Algo parecido sucede con el obispo de Hipona. Su fuerza es su saber, pero hay algo que no dicen los libros. “Que el Verbo se hizo carne y habitó entre nosotros, dirá, no lo leí allí… Que se anonadó a sí mismo, tomando la forma de esclavo, hasta la muerte en cruz… no lo dicen aquellos libros… que murió, que no lo perdonaste, sino que lo entregaste por nosotros… no se halla allí” . “Yo buscaba el medio de adquirir fortaleza que me hiciese idóneo para gozarte, pero no había forma de hallarla que no fuera abrazándome con el Mediador entre Dios y los hombres, el hombre Cristo Jesús, que es sobre todas las cosas Dios. Él es el Camino, la Verdad, la Vida… pero yo, que no era humilde, no tenía a Jesús humilde por mi Dios, ni sabía de qué cosa pudiese ser maestra su flaqueza” .
Como en el caso de san Agustín, será el encuentro con la Palabra, de la mano de la Carta a los Romanos, el que conduzca a Martín Lutero a abrazarse a la cruz de Cristo como el único leño capaz de conducirle por las difíciles aguas de la vida y de la fe. Y en este abrazo, el Reformador percibe la hondura del misterio que entraña el Crucificado hasta poder decir con Pablo: “me amó y se entregó por mí” (Gal 2,20). No tenía que demostrar ni merecer nada. De poco servía ya buscar seguridad en sus prácticas ascéticas o en su saber. Basta con consentir y confiar.
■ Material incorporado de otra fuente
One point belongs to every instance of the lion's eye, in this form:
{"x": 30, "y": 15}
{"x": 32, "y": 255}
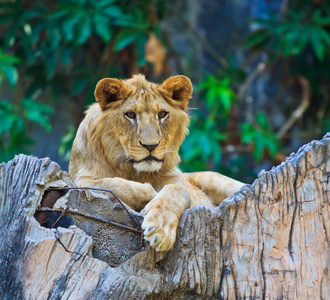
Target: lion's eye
{"x": 130, "y": 115}
{"x": 162, "y": 114}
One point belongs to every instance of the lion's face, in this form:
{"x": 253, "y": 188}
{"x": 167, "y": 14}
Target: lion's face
{"x": 146, "y": 121}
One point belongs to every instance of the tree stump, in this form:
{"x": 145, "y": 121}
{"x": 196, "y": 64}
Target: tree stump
{"x": 268, "y": 241}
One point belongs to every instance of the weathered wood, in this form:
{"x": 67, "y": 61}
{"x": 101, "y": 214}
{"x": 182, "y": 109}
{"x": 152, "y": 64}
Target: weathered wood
{"x": 269, "y": 241}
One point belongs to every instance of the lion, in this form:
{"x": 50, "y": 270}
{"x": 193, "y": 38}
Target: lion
{"x": 128, "y": 142}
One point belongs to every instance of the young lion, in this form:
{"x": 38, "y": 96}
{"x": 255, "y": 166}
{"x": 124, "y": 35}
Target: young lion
{"x": 129, "y": 143}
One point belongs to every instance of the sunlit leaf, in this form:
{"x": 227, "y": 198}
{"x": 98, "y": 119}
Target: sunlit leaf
{"x": 10, "y": 73}
{"x": 125, "y": 38}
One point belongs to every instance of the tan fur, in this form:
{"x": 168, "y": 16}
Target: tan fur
{"x": 137, "y": 157}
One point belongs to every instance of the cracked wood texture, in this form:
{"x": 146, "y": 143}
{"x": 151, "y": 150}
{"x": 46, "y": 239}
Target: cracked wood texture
{"x": 268, "y": 241}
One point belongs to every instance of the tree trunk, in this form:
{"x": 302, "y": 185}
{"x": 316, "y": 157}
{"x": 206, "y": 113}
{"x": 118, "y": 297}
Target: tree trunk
{"x": 269, "y": 241}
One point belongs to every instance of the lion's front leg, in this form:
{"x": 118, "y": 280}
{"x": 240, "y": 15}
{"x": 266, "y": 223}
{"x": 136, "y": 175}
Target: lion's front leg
{"x": 162, "y": 214}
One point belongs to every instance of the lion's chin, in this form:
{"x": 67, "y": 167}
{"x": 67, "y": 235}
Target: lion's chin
{"x": 148, "y": 166}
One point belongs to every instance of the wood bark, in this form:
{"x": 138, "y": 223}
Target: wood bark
{"x": 268, "y": 241}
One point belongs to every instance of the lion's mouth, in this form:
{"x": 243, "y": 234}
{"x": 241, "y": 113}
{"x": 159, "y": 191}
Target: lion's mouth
{"x": 148, "y": 158}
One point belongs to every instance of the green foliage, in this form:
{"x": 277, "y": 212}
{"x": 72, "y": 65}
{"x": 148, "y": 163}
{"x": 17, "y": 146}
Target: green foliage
{"x": 303, "y": 27}
{"x": 66, "y": 143}
{"x": 15, "y": 117}
{"x": 202, "y": 148}
{"x": 300, "y": 40}
{"x": 261, "y": 136}
{"x": 63, "y": 47}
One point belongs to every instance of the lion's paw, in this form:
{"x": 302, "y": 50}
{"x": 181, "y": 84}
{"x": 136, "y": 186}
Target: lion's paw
{"x": 159, "y": 228}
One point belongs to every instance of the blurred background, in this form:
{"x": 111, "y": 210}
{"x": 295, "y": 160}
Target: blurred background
{"x": 260, "y": 69}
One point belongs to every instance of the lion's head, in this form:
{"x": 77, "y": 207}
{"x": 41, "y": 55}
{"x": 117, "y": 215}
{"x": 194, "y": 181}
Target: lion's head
{"x": 141, "y": 124}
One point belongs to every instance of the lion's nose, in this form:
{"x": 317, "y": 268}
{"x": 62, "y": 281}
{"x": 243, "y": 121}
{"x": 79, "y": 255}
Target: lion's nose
{"x": 149, "y": 147}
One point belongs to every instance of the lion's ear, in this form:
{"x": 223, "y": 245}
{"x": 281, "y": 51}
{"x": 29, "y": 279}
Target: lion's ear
{"x": 179, "y": 88}
{"x": 110, "y": 90}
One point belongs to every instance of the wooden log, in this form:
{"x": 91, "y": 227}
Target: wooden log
{"x": 268, "y": 241}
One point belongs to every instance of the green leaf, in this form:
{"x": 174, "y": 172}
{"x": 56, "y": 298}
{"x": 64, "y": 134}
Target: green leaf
{"x": 37, "y": 112}
{"x": 113, "y": 12}
{"x": 103, "y": 28}
{"x": 84, "y": 30}
{"x": 125, "y": 38}
{"x": 69, "y": 26}
{"x": 257, "y": 39}
{"x": 10, "y": 73}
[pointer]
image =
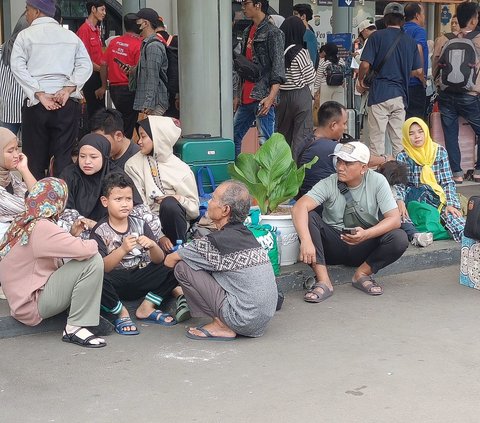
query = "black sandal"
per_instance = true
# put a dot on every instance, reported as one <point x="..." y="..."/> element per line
<point x="72" y="338"/>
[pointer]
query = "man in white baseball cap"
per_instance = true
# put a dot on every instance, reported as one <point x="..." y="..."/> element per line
<point x="359" y="225"/>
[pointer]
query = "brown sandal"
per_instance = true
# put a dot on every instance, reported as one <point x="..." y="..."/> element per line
<point x="320" y="296"/>
<point x="367" y="288"/>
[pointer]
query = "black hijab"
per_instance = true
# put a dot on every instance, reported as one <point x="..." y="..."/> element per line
<point x="294" y="30"/>
<point x="84" y="191"/>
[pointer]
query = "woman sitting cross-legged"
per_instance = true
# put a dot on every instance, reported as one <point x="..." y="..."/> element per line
<point x="430" y="178"/>
<point x="34" y="282"/>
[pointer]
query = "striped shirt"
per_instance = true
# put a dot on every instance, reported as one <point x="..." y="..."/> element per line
<point x="11" y="95"/>
<point x="300" y="73"/>
<point x="321" y="78"/>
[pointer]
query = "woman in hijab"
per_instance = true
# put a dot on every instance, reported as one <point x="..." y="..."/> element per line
<point x="323" y="91"/>
<point x="12" y="188"/>
<point x="294" y="112"/>
<point x="11" y="94"/>
<point x="85" y="179"/>
<point x="430" y="178"/>
<point x="35" y="285"/>
<point x="166" y="184"/>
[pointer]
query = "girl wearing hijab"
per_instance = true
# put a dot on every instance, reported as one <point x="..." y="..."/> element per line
<point x="166" y="184"/>
<point x="84" y="180"/>
<point x="35" y="285"/>
<point x="12" y="189"/>
<point x="294" y="111"/>
<point x="429" y="173"/>
<point x="324" y="92"/>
Este hallazgo ilumina la experiencia de la fe y le dota de un significado nuevo y, sobre todo, existencial. La fe es una unión con Cristo que Lutero describe con gusto con metáforas amorosas y matrimoniales, recogiendo la idea patrística del intercambio. “La fe [dirá] no entraña sólo la grandeza de asimilar el alma a la palabra de Dios, sino que también la une con Cristo como una esposa se une con su esposo. Bienes, felicidad, desgracia y todas las cosas del uno y del otro se hacen comunes. Lo que pertenece a Cristo se hace propiedad del alma creyente, lo que posee el alma se hace pertenencia de Cristo. Como Cristo es dueño de toda felicidad y bien, el alma es señora de ello, de la misma manera que Cristo se arroga todas las debilidades y pecados que posee el alma. Ved qué trueque y qué duelo tan maravilloso. Por el anillo nupcial Cristo acepta como propios los pecados del alma creyente. Los pecados se sumergen y desaparecen en él, porque mucho más fuerte que todos ellos es su justicia insuperable. Por las arras, es decir, por la fe, se libera el alma de todos sus pecados y recibe la dote de la justicia eterna de su Esposo” .
Lutero va a enfatizar el «pro nobis» de la cruz hasta el punto de que no va a importarle tanto Dios «en sí» como el Dios «para nosotros», mi salvador, mi consolador. Dios va a ser solo real en Cristo, cuyo nombre es Emmanuel, Dios con nosotros, dado por nosotros, perdón de nuestros pecados. La teología deviene cristología, pero una cristología existencial. Es el estudio de cómo Jesús es «mi Jesús», el que me reconcilia con Dios, el «beneficio» de Dios para mí que soy pecador. Basta con contemplar su rostro para conocer de antemano la respuesta a la pregunta suprema del hombre: ¿me mira Dios con ojos amorosos? ¿Puedo contar con su perdón? “Con tal que me salve, dirá, ¿qué más da que tenga una o dos naturalezas?”.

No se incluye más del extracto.